Мы засыпаем под шум ветра, бросающегося с Кенозера на деревеньку Глущево.
18. ИВАН ВАСИЛЬЕВИЧ
Еще в селе Коневе в районной газете мы прочитали маленькую заметку. Тогда я не обратил на нее особого внимания, не сохранил, потому пересказываю своими словами.
Один колхозник (называется его фамилия) ехал по озеру на лодке. Неожиданно на берегу он увидел медведя, преспокойно занятого своим делом. Ружья у колхозника не было, он захватил с собой лишь топор. Тем не менее он не свернул в сторону, а подплыл поближе и крикнул на зверя. Тот от испуга поспешно забрался на дерево и с досадой стал разглядывать назойливого гостя, выжидая, когда тот уберется восвояси. Но человек вылез на берег и принялся рубить дерево… Нагруженная медвежьей тушей береза затрещала и рухнула в воду. Совсем перепуганный медведь поплыл на середину озера, а человек вскочил в лодку, схватился за весла и бросился его догонять. В стороне от берега, среди лесного озера разыгрался короткий бой. Медведь не собирался дешево продавать свою шкуру. Он распорол плечо человеку, сорвал кожу с шеи, но человек крепко держался за густую шерсть. Лодка судорожно-качалась, а топор поднимался и опускался на медвежий череп. Человек победил, звериная туша была подтащена к берегу.
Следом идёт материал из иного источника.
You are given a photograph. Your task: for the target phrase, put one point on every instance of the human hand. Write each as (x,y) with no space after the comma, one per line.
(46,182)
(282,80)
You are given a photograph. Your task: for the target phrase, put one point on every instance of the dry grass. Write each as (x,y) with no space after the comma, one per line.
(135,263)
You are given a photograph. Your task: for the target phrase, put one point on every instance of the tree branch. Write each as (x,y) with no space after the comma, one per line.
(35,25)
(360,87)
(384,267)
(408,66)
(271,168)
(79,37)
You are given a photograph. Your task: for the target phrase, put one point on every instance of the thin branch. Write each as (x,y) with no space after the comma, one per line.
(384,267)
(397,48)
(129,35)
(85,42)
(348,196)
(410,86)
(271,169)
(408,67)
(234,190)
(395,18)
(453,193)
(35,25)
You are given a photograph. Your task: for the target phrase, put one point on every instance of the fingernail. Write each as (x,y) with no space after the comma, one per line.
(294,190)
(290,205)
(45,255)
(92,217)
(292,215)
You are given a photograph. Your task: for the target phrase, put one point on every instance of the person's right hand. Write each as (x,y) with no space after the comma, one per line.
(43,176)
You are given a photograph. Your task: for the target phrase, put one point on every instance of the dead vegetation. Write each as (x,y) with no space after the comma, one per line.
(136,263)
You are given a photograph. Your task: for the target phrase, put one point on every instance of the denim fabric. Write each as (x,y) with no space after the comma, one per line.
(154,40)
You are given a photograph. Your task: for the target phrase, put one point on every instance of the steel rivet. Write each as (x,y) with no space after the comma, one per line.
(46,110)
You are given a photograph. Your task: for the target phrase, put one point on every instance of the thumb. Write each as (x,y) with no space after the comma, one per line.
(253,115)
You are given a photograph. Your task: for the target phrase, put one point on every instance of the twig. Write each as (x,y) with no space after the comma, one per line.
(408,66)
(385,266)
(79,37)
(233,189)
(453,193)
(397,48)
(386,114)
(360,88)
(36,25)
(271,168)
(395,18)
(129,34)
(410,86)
Маленькая иллюстрация к обычаям этого лесного края. Среди глухих лесов у людей сохранился азарт первобытных охотников, и если в руках топор, то этого вполне достаточно, чтобы не отступить перед лесным властелином, а сойтись с ним вплотную — звериная морда и страшное человеческое лицо.
Немало встречается по деревням мужчин, у которых медвежничество стало второй профессией. А среди всех них самый известный, самый удачливый, местный академик среди медвежатников — Иван Васильевич, наш новый знакомый. Правда, теперь он уже редко ходит на медведей — как-никак пятьдесят шесть лет, да и сказывается ранение в голову — нет, не от медвежьей лапы, а от осколка, полученного на фронте.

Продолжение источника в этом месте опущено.